In the UK, the situation is precisely the opposite – the policy there is oriented towards increasing taxes.

Considering the decisions made by governments to stabilize the economy after the pandemic crisis, we have identified five key steps towards effective public debt management for Ukraine:

  • Reducing the ratio of net public debt to GDP;
  • Increasing the share of hryvnia-denominated debt in the public debt portfolio- Greater focus on development-oriented external loans;
  • Optimizing the cost and risks of the overall public debt portfolio;
  • Development of the treasury securities market.

However, it should be understood that it is virtually impossible to work in the direction of all these recommendations in a time of war. Therefore, it is worth highlighting those related to the development of the bond market and the focus on investment and innovative external loans.
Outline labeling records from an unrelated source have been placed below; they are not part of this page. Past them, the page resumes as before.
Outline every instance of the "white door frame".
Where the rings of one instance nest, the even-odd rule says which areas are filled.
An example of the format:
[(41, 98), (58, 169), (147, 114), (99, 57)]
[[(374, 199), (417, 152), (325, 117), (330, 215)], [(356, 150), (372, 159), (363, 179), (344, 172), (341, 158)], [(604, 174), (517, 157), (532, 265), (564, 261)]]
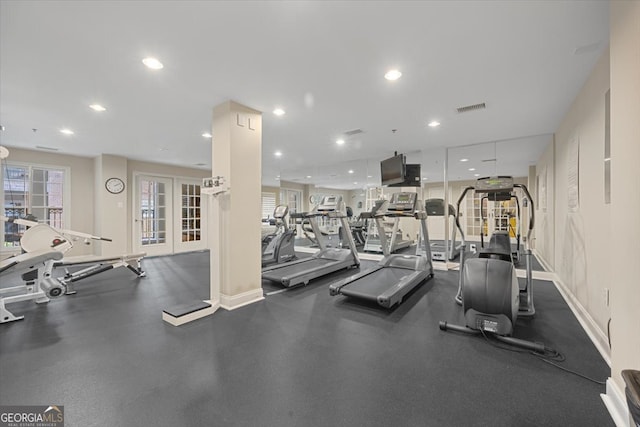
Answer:
[[(165, 184), (165, 241), (157, 245), (143, 245), (142, 240), (142, 218), (140, 215), (140, 181), (147, 179), (150, 181), (163, 182)], [(133, 191), (133, 250), (134, 252), (145, 252), (147, 255), (169, 255), (174, 252), (174, 232), (175, 222), (173, 215), (174, 198), (174, 182), (172, 177), (161, 176), (156, 174), (135, 173), (133, 174), (134, 191)]]
[(202, 179), (175, 178), (173, 191), (173, 205), (175, 215), (173, 220), (174, 252), (199, 251), (207, 248), (207, 196), (200, 193), (200, 240), (183, 241), (182, 239), (182, 185), (198, 185), (202, 187)]

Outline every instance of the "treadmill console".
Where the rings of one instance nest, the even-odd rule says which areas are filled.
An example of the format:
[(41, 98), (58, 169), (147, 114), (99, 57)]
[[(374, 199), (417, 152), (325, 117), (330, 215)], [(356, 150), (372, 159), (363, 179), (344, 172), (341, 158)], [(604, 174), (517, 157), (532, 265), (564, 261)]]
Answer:
[(278, 205), (276, 209), (273, 211), (274, 218), (284, 218), (289, 212), (289, 207), (287, 205)]
[(477, 193), (509, 193), (513, 191), (512, 176), (487, 176), (476, 180)]
[(418, 193), (394, 193), (387, 206), (388, 213), (413, 213), (416, 210)]
[(342, 203), (342, 196), (324, 196), (315, 211), (335, 212), (340, 209), (340, 203)]

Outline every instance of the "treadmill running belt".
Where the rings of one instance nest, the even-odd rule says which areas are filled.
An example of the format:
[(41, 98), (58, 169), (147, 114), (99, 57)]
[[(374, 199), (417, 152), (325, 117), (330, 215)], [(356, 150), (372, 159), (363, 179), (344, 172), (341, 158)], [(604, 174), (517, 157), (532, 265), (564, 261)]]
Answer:
[(380, 294), (396, 286), (404, 276), (415, 273), (415, 270), (408, 270), (406, 268), (381, 268), (372, 274), (368, 274), (344, 286), (340, 289), (340, 293), (369, 301), (377, 301)]
[(273, 271), (265, 271), (262, 273), (262, 277), (268, 280), (279, 282), (283, 277), (297, 276), (302, 272), (336, 262), (336, 260), (334, 259), (324, 258), (307, 258), (307, 260), (308, 261), (297, 264), (285, 265)]

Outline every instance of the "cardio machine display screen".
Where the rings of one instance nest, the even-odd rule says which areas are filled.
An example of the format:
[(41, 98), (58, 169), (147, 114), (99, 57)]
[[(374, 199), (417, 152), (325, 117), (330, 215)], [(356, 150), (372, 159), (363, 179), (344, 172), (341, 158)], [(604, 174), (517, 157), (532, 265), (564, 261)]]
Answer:
[(513, 177), (511, 176), (492, 176), (480, 178), (476, 181), (475, 190), (477, 192), (508, 192), (513, 190)]

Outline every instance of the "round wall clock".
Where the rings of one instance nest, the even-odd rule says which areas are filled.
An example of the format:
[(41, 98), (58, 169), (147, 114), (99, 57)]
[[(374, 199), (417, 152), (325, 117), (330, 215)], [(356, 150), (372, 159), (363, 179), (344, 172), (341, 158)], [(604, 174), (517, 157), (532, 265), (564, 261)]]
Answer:
[(104, 186), (112, 194), (119, 194), (124, 191), (124, 181), (120, 178), (109, 178), (105, 181)]

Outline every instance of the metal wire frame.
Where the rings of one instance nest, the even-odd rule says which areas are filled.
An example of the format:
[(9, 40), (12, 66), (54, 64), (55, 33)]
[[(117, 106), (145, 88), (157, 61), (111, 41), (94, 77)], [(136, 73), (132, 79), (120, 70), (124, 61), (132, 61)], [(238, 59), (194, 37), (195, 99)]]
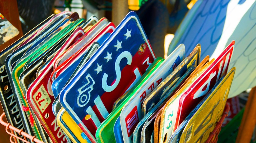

Currently, the world is showing interest in green bonds, a relatively recent discovery. At the moment, this issue is not a cornerstone for Ukraine, but such an instrument could aid in the country’s post-war recovery. For now, military bonds remain a relevant investment option for Ukrainians to support the armed forces and the economy in the midst of war.

Another crucial observation from the study is the role of the manager in the country’s economic growth. Countries with weaker institutions face greater challenges sustaining growth and are more vulnerable to experiencing periods of crisis and stagnation. Accordingly, the issue of institutional capacity in debt management is one of the key ones.

Thus, it can be argued that today public debt is a global practice for most countries. If the money received is used properly, it can significantly improve the welfare of the country’s citizens in the long run. However, if managed inefficiently, debt becomes a heavy burden not only for the present but also for future generations.